John McLaughlin of public TV's the McLaughlin Group aroused liberal outrage by calling Barack Obama an "oreo" during last weekend's show.
So did Ralph Nader for accusing Barack Obama of "talking white". And Jesse Jackson by threatening to emasculate Obama for "talking down to black people".
McLaughlin summed up the criticism of Obama by Nader and Jackson this way:
"The point of contention is that instead of Obama solely lecturing
African Americans on parental duty, particularly fathers, he should
have also given equal attention to the large and many believe
prejudicial incarceration rate for blacks, their lack of economic
opportunity and other public policy issues that limit choices for black
males."
He's right. All three are right. Obama is trying desperately to win a majority of the "white" vote (which no Democratic presidential candidate has done since the 1964 passage of the Civil Rights Act) by running what some have called a "post racial" campaign, frequently using the conservative catch phrase "personal responsibility" to scold black men for shirking their familial duties. Although such talk may resonate with whites, it doesn't play well with descendants of African American slaves, especially older ones, a distinction that Obama can't claim. His mother was white, his father a Kenyan. His ancestors weren't American slaves.
Obama's campaign is politically astute but racially and historically insensitive. Smart politics is why he threw over his longtime pastor Jeremiah Wright, a slave descendant who had good reason to say "goddamn America!" And it's why John McLaughlin proclaimed on the same show:
"But then he’s exactly what Jeremiah Wright says he is. He will do whatever’s necessary to win."
Given the publication of Douglas Blackmon's new book, Slavery by Another Name, which provides documented evidence that for tens of thousands of black Americans, slavery --involuntary and unpaid servitude-- didn't end until World War II, I don't believe we've reached the era of "post racial" politics. And neither should Barack Obama.

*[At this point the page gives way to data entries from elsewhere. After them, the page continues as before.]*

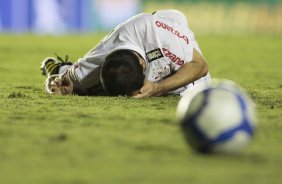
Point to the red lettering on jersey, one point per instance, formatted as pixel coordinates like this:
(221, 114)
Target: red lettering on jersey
(173, 57)
(170, 29)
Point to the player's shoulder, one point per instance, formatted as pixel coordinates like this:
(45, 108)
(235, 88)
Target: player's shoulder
(140, 18)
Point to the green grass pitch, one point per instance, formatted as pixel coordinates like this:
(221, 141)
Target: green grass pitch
(84, 140)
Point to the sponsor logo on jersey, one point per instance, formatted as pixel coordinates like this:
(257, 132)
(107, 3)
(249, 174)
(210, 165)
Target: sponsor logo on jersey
(172, 30)
(154, 54)
(174, 58)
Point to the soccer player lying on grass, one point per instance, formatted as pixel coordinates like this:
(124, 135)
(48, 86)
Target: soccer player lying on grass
(148, 55)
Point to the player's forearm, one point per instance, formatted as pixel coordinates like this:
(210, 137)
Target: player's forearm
(188, 73)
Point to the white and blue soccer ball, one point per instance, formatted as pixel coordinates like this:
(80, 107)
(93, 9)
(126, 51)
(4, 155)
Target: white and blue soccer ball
(217, 118)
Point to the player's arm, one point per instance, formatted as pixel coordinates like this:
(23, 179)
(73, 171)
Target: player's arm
(188, 73)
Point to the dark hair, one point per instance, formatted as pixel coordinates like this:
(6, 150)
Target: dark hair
(121, 73)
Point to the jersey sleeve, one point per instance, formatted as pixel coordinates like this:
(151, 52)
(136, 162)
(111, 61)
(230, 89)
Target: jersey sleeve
(175, 37)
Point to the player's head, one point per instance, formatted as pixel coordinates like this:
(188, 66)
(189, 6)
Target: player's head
(122, 73)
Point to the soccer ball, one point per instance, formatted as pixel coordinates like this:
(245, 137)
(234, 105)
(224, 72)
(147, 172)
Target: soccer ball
(219, 118)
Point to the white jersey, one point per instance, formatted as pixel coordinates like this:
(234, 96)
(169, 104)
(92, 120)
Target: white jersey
(163, 39)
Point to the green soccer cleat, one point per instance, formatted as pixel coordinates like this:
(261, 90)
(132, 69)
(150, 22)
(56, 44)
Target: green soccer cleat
(50, 65)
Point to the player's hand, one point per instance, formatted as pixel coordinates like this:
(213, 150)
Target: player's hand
(149, 89)
(59, 84)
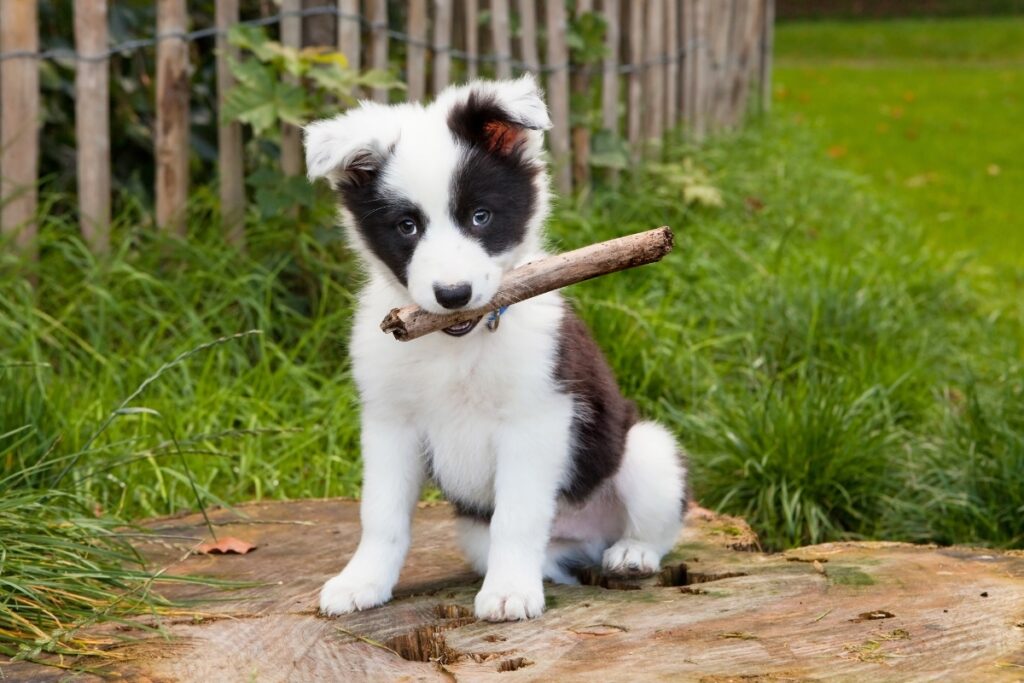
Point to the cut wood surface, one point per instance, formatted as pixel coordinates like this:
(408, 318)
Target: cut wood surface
(720, 610)
(540, 276)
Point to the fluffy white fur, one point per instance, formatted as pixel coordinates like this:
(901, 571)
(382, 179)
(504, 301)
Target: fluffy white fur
(484, 407)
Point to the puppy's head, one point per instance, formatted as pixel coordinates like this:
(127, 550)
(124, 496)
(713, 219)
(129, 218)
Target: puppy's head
(443, 198)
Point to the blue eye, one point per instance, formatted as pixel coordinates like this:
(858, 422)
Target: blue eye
(481, 217)
(407, 227)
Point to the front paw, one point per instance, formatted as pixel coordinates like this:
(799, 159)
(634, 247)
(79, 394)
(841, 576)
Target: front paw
(631, 558)
(342, 595)
(511, 604)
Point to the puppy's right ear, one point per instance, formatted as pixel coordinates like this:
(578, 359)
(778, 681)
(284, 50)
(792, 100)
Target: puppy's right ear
(350, 148)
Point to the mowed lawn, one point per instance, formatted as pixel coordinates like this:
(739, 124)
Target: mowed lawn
(932, 111)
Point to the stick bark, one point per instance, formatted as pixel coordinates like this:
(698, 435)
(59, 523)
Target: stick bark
(539, 278)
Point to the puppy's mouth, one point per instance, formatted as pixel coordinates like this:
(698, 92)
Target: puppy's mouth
(464, 328)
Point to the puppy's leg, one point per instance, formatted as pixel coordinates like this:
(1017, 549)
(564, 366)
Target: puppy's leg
(531, 459)
(392, 475)
(650, 484)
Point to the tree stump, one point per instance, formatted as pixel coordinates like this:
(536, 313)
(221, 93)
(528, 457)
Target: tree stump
(719, 610)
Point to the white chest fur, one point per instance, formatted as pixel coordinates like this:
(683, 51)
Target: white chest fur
(461, 392)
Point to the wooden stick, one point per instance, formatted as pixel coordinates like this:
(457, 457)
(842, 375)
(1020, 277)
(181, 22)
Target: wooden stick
(540, 276)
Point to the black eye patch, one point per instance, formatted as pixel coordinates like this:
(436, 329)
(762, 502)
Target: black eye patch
(501, 184)
(377, 213)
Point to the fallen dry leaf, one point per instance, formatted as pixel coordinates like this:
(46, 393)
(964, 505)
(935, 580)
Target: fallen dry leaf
(226, 545)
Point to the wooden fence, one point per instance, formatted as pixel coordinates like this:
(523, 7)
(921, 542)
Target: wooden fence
(667, 63)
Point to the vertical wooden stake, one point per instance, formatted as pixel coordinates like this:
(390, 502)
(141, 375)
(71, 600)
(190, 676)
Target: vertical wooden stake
(172, 117)
(19, 123)
(701, 70)
(378, 42)
(416, 53)
(527, 36)
(442, 44)
(350, 33)
(672, 68)
(609, 80)
(581, 129)
(92, 124)
(558, 93)
(654, 76)
(501, 34)
(472, 39)
(291, 136)
(230, 169)
(767, 48)
(634, 107)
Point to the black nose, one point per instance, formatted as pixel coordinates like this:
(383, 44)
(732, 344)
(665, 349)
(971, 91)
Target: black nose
(454, 296)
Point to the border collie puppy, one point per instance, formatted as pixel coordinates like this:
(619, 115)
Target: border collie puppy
(522, 426)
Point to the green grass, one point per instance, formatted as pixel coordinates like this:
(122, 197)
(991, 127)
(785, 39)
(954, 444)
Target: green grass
(832, 375)
(930, 111)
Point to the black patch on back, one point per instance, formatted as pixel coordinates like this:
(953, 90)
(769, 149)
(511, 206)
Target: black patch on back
(605, 417)
(495, 174)
(376, 214)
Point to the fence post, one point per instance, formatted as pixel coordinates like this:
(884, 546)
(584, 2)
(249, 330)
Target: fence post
(558, 94)
(502, 38)
(378, 42)
(527, 36)
(767, 48)
(581, 130)
(291, 136)
(172, 117)
(654, 73)
(416, 53)
(92, 124)
(230, 168)
(19, 123)
(472, 16)
(700, 71)
(442, 44)
(672, 68)
(634, 107)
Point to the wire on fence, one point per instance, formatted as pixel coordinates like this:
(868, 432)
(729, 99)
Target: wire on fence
(128, 46)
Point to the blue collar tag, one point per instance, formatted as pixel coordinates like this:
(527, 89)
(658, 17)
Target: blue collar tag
(495, 318)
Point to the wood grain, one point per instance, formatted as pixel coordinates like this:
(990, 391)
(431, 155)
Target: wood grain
(471, 13)
(291, 136)
(172, 144)
(634, 109)
(416, 52)
(540, 276)
(92, 124)
(350, 33)
(377, 13)
(442, 45)
(767, 49)
(558, 95)
(230, 164)
(527, 35)
(947, 613)
(581, 129)
(501, 36)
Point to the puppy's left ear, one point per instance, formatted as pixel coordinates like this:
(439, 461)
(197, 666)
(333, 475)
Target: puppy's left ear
(502, 117)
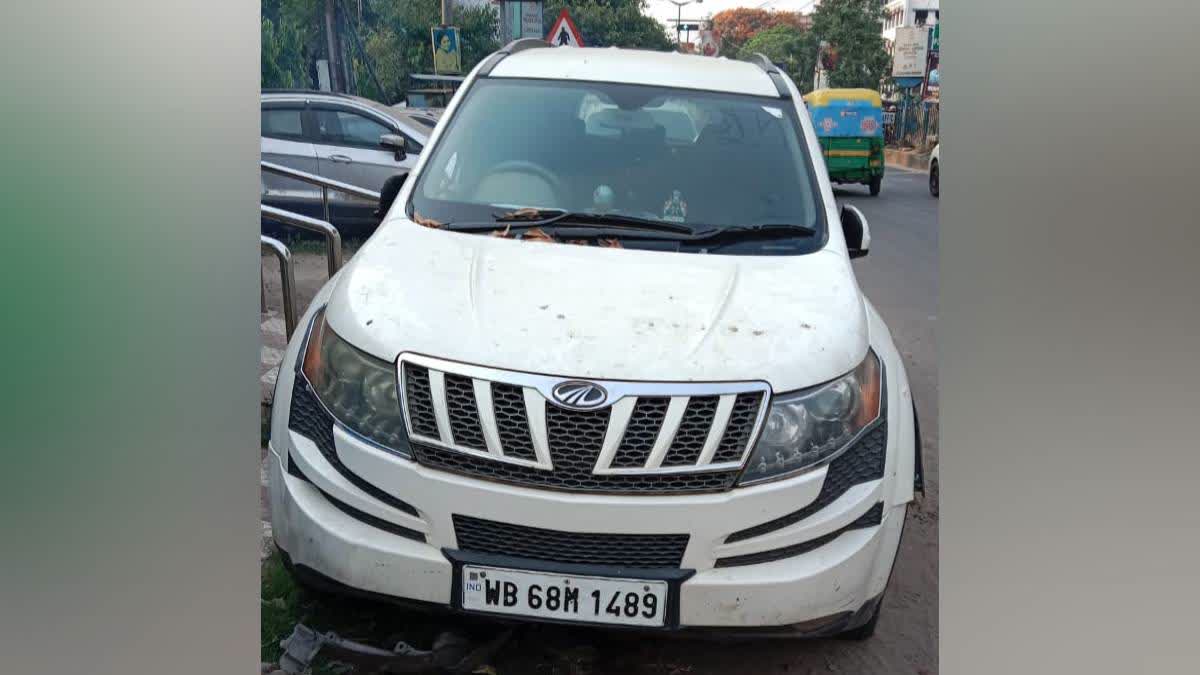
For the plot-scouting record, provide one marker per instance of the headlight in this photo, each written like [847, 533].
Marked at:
[358, 388]
[807, 428]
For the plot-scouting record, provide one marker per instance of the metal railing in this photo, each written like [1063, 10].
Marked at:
[287, 279]
[325, 185]
[323, 227]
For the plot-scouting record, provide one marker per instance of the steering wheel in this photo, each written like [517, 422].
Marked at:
[527, 167]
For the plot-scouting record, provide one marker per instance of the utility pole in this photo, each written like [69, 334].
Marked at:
[334, 48]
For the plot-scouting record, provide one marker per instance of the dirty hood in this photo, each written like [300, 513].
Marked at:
[579, 311]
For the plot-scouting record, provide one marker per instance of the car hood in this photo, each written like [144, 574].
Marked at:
[582, 311]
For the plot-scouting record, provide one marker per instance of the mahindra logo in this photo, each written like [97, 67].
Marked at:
[580, 395]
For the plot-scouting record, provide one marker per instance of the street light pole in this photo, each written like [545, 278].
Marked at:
[679, 17]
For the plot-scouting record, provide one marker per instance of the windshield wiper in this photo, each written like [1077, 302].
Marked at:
[761, 231]
[545, 217]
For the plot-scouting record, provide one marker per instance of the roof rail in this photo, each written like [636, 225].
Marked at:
[773, 72]
[510, 48]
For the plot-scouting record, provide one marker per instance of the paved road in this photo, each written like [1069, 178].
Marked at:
[900, 278]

How can that be slavery didn't actually end until the 1940's? How is it that slavery was re-established and practiced in the South for nearly 80 years after it had been officially outlawed? I'm not talking about Jim Crow segregation or lynching. That's well known and well documented. I'm talking about a concerted effort to restore the system of coerced labor that the South relied on for its economic survival . The "Slave Codes" prior to emancipation were simply replaced with what southern legislatures called "Black Codes".
Here's an excerpt from Blackmon's interview with Bill Moyers (the incomparable and indispensable Bill Moyers):
"The results of those laws and the results of particularly enforcing
them with such brutality through this forced labor system, the result
of that was that African-Americans thousands and thousands of them
worked for years and years of their lives with no compensation
whatsoever, no ability to end up buying property and enjoying the
mechanisms of accumulating wealth in the way that white Americans did.
This was a part of denying black Americans access to education, denying
black Americans access to basic infrastructure, like paved roads, the
sorts of things that made it possible for white farmers to become
successful.
"And so, yes, this whole regime of the Black Codes,
the way that they were enforced, the physical intimidation and racial
violence that went on, all of these were facets of the same coin that
made it incredibly less likely that African-Americans would emerge out
of poverty in the way that millions of white Americans did at the same
time."
I would add that the buying and selling of black men through much of the twentieth century allowed them scant opportunity for the learning of "personal responsibility." That's an historical reality that can't be ignored in "post racial" America.
Bill Moyers calls Blackmon's book "stunning". It's that, and more.
It should be required reading for all "post racial" politicians. In fact, it should be required reading for anyone compelled to comment on the state of race relations in this country.